Pipeline Documentation¶

Overview¶

The autograder is built around a pipeline architecture — a sequential chain of steps that transforms a raw student submission into a graded result with scores, feedback, and optional exports. The pipeline is the central orchestration mechanism of the entire system.

The pipeline is: - Stateless and reusable: A single pipeline instance can grade any number of submissions sequentially. - Configuration-driven: Steps are added based on the grading configuration, so different assignments can have different pipeline shapes. - Fail-fast: If any step fails, the pipeline stops immediately and reports the failure point.

Submission ──▶ [LOAD_TEMPLATE] ──▶ [BUILD_TREE] ──▶ [SANDBOX] ──▶ [PRE_FLIGHT] ──▶ [AI_BATCH] ──▶ [STRUCTURAL_ANALYSIS] ──▶ [GRADE] ──▶ [FOCUS] ──▶ [FEEDBACK] ──▶ [EXPORT]
                                                                                                                             │
                                                                                                                     PipelineExecution
                                                                                                                     (with GradingResult)

Core Architecture¶

AutograderPipeline¶

The AutograderPipeline class (autograder/autograder.py) is the orchestrator. It holds an ordered dictionary of steps and executes them sequentially, passing a shared PipelineExecution object through each one.

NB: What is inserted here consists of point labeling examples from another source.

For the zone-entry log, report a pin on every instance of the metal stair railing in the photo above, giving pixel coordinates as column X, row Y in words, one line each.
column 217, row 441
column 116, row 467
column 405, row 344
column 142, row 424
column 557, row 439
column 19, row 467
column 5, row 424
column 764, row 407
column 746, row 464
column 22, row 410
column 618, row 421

pipeline = AutograderPipeline()
pipeline.add_step(StepName.LOAD_TEMPLATE, TemplateLoaderStep("input_output"))
pipeline.add_step(StepName.BUILD_TREE, BuildTreeStep(criteria_json))
pipeline.add_step(StepName.GRADE, GradeStep())
# ...

result = pipeline.run(submission)

Key behaviors: - Steps are executed in insertion order. - After each step, the pipeline checks the latest StepResult. If it failed, the pipeline sets its status to FAILED and breaks. - Unhandled exceptions set the status to INTERRUPTED. - After all steps (or early exit), finish_execution() is called to assemble the final GradingResult. - Sandbox cleanup always runs at the end, regardless of success or failure, and destroys the sandbox used by that submission.

PipelineExecution¶

PipelineExecution (autograder/models/pipeline_execution.py) is the shared state object that flows through every step. It acts as both the execution context and the audit trail.

Attributes:

Attribute	Type	Description
`submission`	`Submission`	The original student submission (files, language, metadata)
`step_results`	`List[StepResult]`	Ordered list of results from each executed step
`assignment_id`	`int`	Identifier for the assignment being graded
`status`	`PipelineStatus`	Current execution status
`result`	`GradingResult \\| None`	Final grading result, populated after `finish_execution()`
`start_time`	`float`	Timestamp when execution started

Status lifecycle:

EMPTY ──▶ RUNNING ──▶ SUCCESS
                  ──▶ FAILED       (a step returned StepStatus.FAIL)
                  ──▶ INTERRUPTED  (unhandled exception)

Key methods:

add_step_result(step_result) — Appends a step result and returns self for chaining.
get_step_result(step_name) — Retrieves the result of a specific step by name. Raises ValueError if the step was never executed.
has_step_result(step_name) — Checks if a step was executed.
get_previous_step() — Returns the most recently added step result.
finish_execution() — Assembles the GradingResult from the GRADE, FOCUS, and FEEDBACK step results if the pipeline succeeded.
PipelineExecutionSerializer.serialize(execution) — Generates a structured dictionary for API responses with step details, timing, and error information.

StepResult¶

Each step produces a StepResult (autograder/models/dataclass/step_result.py) — a generic container for step output.

@dataclass
class StepResult(Generic[T]):
    step: StepName          # Which step produced this
    data: T                 # Step-specific output (template, tree, sandbox, scores, etc.)
    status: StepStatus      # SUCCESS or FAIL
    error: Optional[str]    # Error message if failed
    original_input: Any     # Optional reference to input data

The data field is polymorphic — each step stores a different type:

Step	`data` type
BOOTSTRAP	`Submission`
LOAD_TEMPLATE	`Template`
BUILD_TREE	`CriteriaTree`
PRE_FLIGHT	`None`
SANDBOX	`SandboxContainer \| None`
STRUCTURAL_ANALYSIS	`StructuralAnalysisResult`
GRADE	`GradeStepResult`
FOCUS	`Focus`
FEEDBACK	`str` (Markdown feedback)
EXPORTER	`None`

Step Interface¶

All steps implement the Step abstract class:

class Step(ABC):
    @abstractmethod
    def execute(self, pipeline_exec: PipelineExecution) -> PipelineExecution:
        """Execute the step on the pipeline execution context."""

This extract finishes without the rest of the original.